Sunday, March 15, 2015

Sauvage, a new natural wine bar discovery in rue du Cherche Midi, Paris


While we pick up most of our recommendations online, it’s always good to discover somewhere for yourself as we did a couple of months back heading back up the rue du Cherche Midi and stumbling upon Sauvage.

Having recently opened it consisted of a few shelves of natural wines and the standard wine bar fare of cheese and charcuterie. Now it has a few hot dishes too prepared in a minute space at the back by the owner Sebastien Leroy with the aid of a sharp knife, a microwave and a slow cooker.

Given the fact that Leroy has to combine the roles of salesman, sommelier, chef and front of house (and presumably washer-upper) the operation runs surprisingly smoothly. If you sit down and order a couple of glasses of wine (a slightly wild pet nat - La Buelloise from La Grapperie in our case) you get a few slices of excellent saucisson with it.


Leroy rattles off the menu - there’s no written version so it pays to have a smattering of French - which includes oysters, mackerel, some kind of fish I didn’t catch and sausage de Morteau with carrots. The oysters which we could hear being shucked in the background were wonderfully fresh and salty, perfect with the utterly delicious 2012 Sorcellerie dry chenin from Francois Maudet’s Le Temps d’Aimer (GREEN TO AMBER - see my traffic light ratings on the right) that he suggested to go with them, a generous hunk of beurre de sel and some thickly sliced dark rye bread.
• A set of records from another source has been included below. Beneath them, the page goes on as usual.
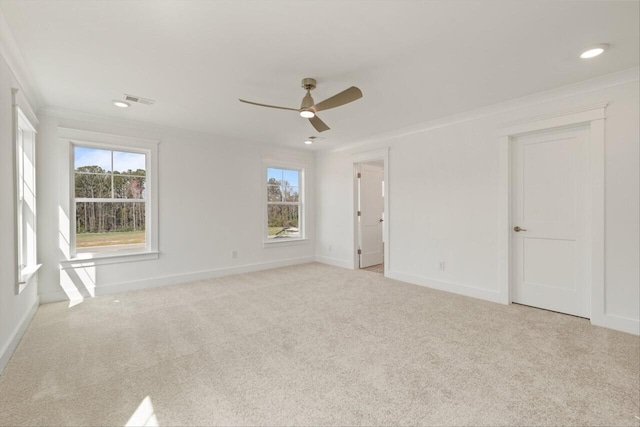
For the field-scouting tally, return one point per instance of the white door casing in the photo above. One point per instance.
(371, 202)
(549, 205)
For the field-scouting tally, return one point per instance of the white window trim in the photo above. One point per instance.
(283, 164)
(23, 117)
(72, 137)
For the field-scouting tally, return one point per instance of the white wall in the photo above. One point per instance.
(444, 196)
(15, 310)
(221, 181)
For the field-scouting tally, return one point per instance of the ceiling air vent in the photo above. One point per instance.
(138, 99)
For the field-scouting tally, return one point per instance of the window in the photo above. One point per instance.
(284, 204)
(25, 140)
(111, 199)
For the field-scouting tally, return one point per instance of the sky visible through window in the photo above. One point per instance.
(122, 161)
(290, 176)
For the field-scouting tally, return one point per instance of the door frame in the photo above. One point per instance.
(368, 156)
(592, 118)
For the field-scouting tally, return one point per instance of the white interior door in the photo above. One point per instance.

The satisfyingly meaty, slightly smokey sausage came with sweet-tasting heritage carrots which I gather from the ‘ping’ were microwaved (nothing wrong with that) then had some shavings of carrot added to the hot broth for an interesting textural contrast. Very simple but a first class use of good seasonal ingredients, following the natural wine philosophy of adding nothing and taking nothing away. Considering his background is apparently in film rather than a restaurant kitchen according to this review in Le Fooding, Leroy can cook a bit.

A selection of Sauvage's wines - not the ones we tasted
The wine selection is modest but eclectic with not many names i recognised apart from Sebastien Riffault but Leroy says he tries to stock wines that aren’t available elsewhere. The ‘Malice’ Cab Franc we had with the sausage, also from Maudet was delicious too though slightly funkier (AMBER). I can’t find out much about the domaine at all other than that he’s just south of Angers. Certainly one to look out for.

It was hard to keep track of exactly what we spent because there wasn’t a bill and we the took the remains of the two bottles we started away to finish over the weekend. But I’m guessing the wine came to about half our €112 total. You could certainly get away with a lot less.